Lo Studio di Impatto Ambientale (SIA), rivisto interamente dalla Valutazione di Impatto Ambientale (VIA) richiesta dal Ministero dell’Ambiente ha escluso qualsiasi criticità sotto ogni aspetto sismico e geologico, anzi il progetto della Diga di Vetto prevedeva che tutti i movimenti franosi presenti sui vari versanti dell’Enza, della Lonza e dell’Atticola venissero consolidati prima dell’invasamento delle acque. Per quanto concerne gli abitanti della piccola frazione di Articola, sono ben consapevoli che questa frazione va sott’acqua. Per chi è nato, cresciuto e abita in questa frazione sicuramente sarebbe un dispiacere, ma da quanto mi risulta non vi abita più nessuna delle famiglie di Atticola, attualmente ci sono 4 o 5 nuclei arrivati da altri paesi. A parte i legami affettivi va tenuto conto che il Progetto prevedeva un ottimo indennizzo per i proprietari delle case, e in alternativa veniva proposta la realizzazione di una nuova abitazione a Vetto o a Gottano; questo per alcuni è un ottimo affare, dato che, come sappiamo bene, il valore patrimoniale delle case dei paesi montani è molto basso.

Se la diga non sarà costruita, cosa possiamo aspettarci nei prossimi anni?

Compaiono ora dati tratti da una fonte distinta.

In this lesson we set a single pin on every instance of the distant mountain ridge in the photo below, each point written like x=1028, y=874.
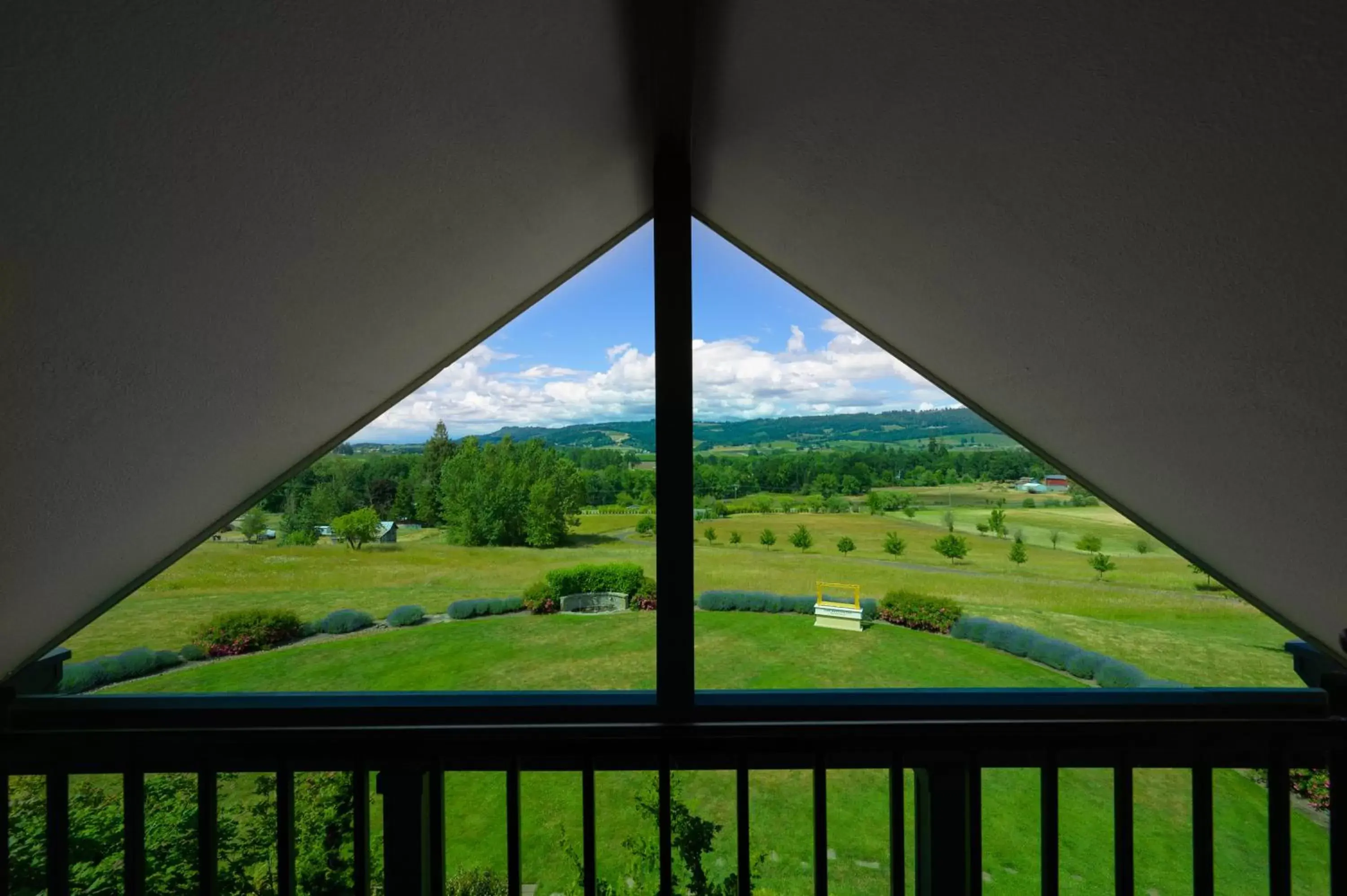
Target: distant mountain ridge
x=888, y=426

Stiamo mettendo a rischio l’intero comparto agroalimentare di Parma e Reggio Emilia per colpa di chi non ha mai provveduto ad impegnarsi per garantire le acque che servono a queste attività. L’ex Ministro dell’Agricoltura Giovanni Marcora negli anni 70 chiese che venissero fatti gli studi per la Diga di Vetto; purtroppo morì giovane, ma la sua idea andò avanti e ne fu fatta la Progettazione. Ma la cosa assurda e inconcepibile è il fatto che le carenze idriche dovrebbero essere l’ultimo dei problemi di Parma e Reggio Emilia, dato che dalla dorsale Appenninica scendono miliardi di metri cubi di acqua di montagna, acqua che viene mandata a mare senza trattenerne un metro cubo. È privo di alcun buon senso e sintomo di disinteressamento verso il territorio e le attività agricole, si sprecano tutte le acque di montagna per poi prelevare dalle falde, a profondità sempre maggiori, oppure si pompano le acque del Po con tutto quello che contengono, e si usano per irrigare ciò che poi troviamo sulle nostre tavole; lo spreco delle acque montane è pura follia.

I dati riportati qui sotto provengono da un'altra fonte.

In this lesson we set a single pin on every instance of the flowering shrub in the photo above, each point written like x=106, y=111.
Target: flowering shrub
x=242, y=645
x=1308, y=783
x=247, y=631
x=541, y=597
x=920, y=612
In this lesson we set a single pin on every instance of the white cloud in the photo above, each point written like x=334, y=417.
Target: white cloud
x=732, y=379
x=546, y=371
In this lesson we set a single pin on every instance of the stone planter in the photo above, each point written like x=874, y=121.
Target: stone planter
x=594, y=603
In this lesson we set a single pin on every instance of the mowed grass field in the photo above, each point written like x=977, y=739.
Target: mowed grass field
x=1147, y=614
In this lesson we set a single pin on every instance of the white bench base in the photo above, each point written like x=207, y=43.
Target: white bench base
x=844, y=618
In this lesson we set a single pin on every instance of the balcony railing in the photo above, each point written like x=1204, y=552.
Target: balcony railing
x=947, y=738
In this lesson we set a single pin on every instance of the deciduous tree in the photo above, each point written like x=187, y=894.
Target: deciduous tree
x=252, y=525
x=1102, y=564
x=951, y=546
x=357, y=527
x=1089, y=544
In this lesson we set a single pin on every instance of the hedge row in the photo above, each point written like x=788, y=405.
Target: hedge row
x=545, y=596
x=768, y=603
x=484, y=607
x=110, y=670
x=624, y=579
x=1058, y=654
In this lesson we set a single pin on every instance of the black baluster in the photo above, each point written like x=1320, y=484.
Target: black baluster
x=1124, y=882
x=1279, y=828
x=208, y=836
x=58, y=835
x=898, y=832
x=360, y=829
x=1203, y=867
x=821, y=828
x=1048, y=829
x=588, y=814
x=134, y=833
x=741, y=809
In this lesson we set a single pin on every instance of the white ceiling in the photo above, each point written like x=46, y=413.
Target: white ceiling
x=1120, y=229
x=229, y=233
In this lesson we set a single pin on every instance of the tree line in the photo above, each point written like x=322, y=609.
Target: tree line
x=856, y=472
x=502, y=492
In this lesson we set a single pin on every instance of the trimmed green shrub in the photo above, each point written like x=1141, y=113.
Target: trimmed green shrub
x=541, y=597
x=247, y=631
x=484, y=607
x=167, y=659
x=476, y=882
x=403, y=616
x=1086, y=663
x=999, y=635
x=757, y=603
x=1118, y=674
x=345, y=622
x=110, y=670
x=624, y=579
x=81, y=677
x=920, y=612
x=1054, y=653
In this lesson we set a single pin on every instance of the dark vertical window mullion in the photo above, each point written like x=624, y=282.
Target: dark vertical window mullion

La diga di Ridracoli ha avuto molto successo nel proteggere dalla siccità il suo territorio, se ne potrebbe quindi costruire una a Vetto seguendo il suo esempio? Se no, c’è un modello a cui si possa ispirare, in Italia o all’estero?

La diga di Ridracoli è alta 103 metri, 20 in più di quella che si progetta per Vetto; questa costruzione ha messo in sicurezza il turismo della Romagna dal pericolo di restare senza acqua idropotabile, i romagnoli sono gente che ciò che serve lo fa: ricordo che vari ambientalisti cercarono di occupare il cantiere per impedire l’esecuzione dei lavori, ma furono sempre respinti, mentre a Vetto non lo fece nessuno. Oggi la Romagna senza la Diga di Ridracoli non avrebbe futuro, come non ce l’avranno le terre del Parmigiano Reggiano senza la Diga di Vetto. Quella di Ridracoli è solo ad uso idropotabile e idroelettrico, non è a uso irriguo, come invece sarebbe la nostra. La maggior capacità idrica della Diga di Vetto, pur essendo di 20 metri più bassa, è dovuta al fatto di avere a monte una vallata molto aperta; però le acque della Diga di Vetto non devono alimentare solo dei rubinetti di Parma e Reggio Emilia, ma anche dei canali irrigui, e questo comporta la necessità di una discreta capacità idrica. La diga di Vetto come da Progetto Marcello sarebbe sempre tutto sommato di piccole dimensioni, con un invaso di 100 milioni di metri cubi: in Sardegna la diga di Eleonora d’Arborea l’ha di 800 milioni, quella di Monte Cotugno, in Basilicata, ne tiene 600 milioni; la Salini Impregilo sta costruendo in Etiopia una diga da 84 miliardi di metri cubi, la Cina ne sta facendo ovunque, e qui si contesta un piccolo invaso da 100 milioni. In Italia eravamo primi al mondo nella costruzione di dighe, cultura che ci è pervenuta dagli antichi romani, che costruivano dighe e acquedotti dalla Siria, alla Spagna e all’Italia, e ora invece stiamo rimanendo indietro.